Python#

  • Python Glossary: See the glossary for information about the basic structure and objects of Python coding.

  • Python Documentation This is the official Python documentation which has information about Python’s libraries, functions, classes, and terminology. This documentation is very helpful with troubleshooting your code and understanding how your code works. Be sure to select your version of Python in the upper left hand corner of the documentation.

Getting started with python#

These tutorials can help you get started using python, or use them as reference material for more advanced tasks as you learn throughout the quarter.

If you’re a MATLAB user, NumPy for Matlab users is another great resource.

Tutorials from the 2020 Waterhackweek event are available on github here, and videos here:

Data visualization libraries#

These are some popular python libraries for visualization and ploting.

  • Matplotlib (we’ll use this most often)

  • Plotting with pandas (pandas uses matplotlib)

  • Seaborn

  • Bokeh for making interactive plots in jupyter notebooks

    • This jupyter notebook provides a demo of the bokeh library and links to other data visualization resources: interactive-plotting-demo.ipynb [preview]

Setting up Python, Jupyter Notebook on your own computer#

This guide walks through the process of setting up Python and Jupyter Notebook on your own computer.

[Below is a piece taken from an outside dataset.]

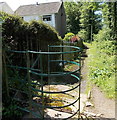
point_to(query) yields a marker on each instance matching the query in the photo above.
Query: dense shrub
(102, 62)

While it is possible to run Jupyter Notebooks locally on your own computer, we suggest that you use the [JupyterHub](https://spestana.github.io/data-analysis-rtd/resources/b-learning-jupyter.html#jupyterhub) for labs, homeworks, and projects in this class.

Setting up Anaconda#

Anaconda is a Python distribution. It provides the Python language, packages, and package management. Overall, Anaconda makes Python easier to use. When you install Anaconda, you will also install Python.

anaconda setup 1

Getting Started with Jupyter Notebooks#

Jupyter Notebooks are a way to write and run Python code. By installing Anaconda, you have access to Jupyter Notebooks. They allow you to break up code into “cells” and run these cells individually.

This section will help you get started with accessing, creating, and running Jupyter Notebooks.

  1. Navigation and package management

  1. Creating Jupyter Notebooks

  • Create a folder to store all files for this class. For example, on Windows computers, I recommend creating the folder under “Windows (C:)” then “Users” then “Your Username”. Do not include spaces in the name of your folder.

  • Search “terminal” or “anaconda prompt” in your computer’s searchbar to find the Command Prompt or Anaconda Prompt. Open one of these programs.

  • Navigate to the folder that you created in step one using the commands provided above in the “Unix Shell” section.

  • Open the Jupyter Notebook Interface by typing jupyter notebook.

  • Your command prompt should look similar to this: anaconda setup 2

  • A tab with the Jupyter Notebook interface will open in your browser. anaconda setup 3

  • Create a new Jupyter Notebook by selecting “New” in the upper right hand corner and then “Python 3”. anaconda setup 4

  • You have now created a Jupyter Notebook to run Python code in. The next labs will provide you with some basics of Python coding. See the “Resources to Learn Python Programming” for more, including tutorials, glossaries, and documentation.

  • To close the Jupyter Notebook and the interface, save your notebook and return to the interface. Select your notebook and click “Shutdown”. Then, click “Quit” in the upper right hand corner of the interface page. You can now also close the Anaconda Prompt or terminal. anaconda setup 5

  • Opening Existing Jupyter Notebooks

    • Follow the steps from the section above to reach the Jupyter Notebook interface.

    • You will see all existing Jupyter Notebooks saved to your folder. Click on the notebook that you want to open. anaconda setup 6

When downloading Jupyter Notebooks, be sure to either save them or move them to your folder for this class.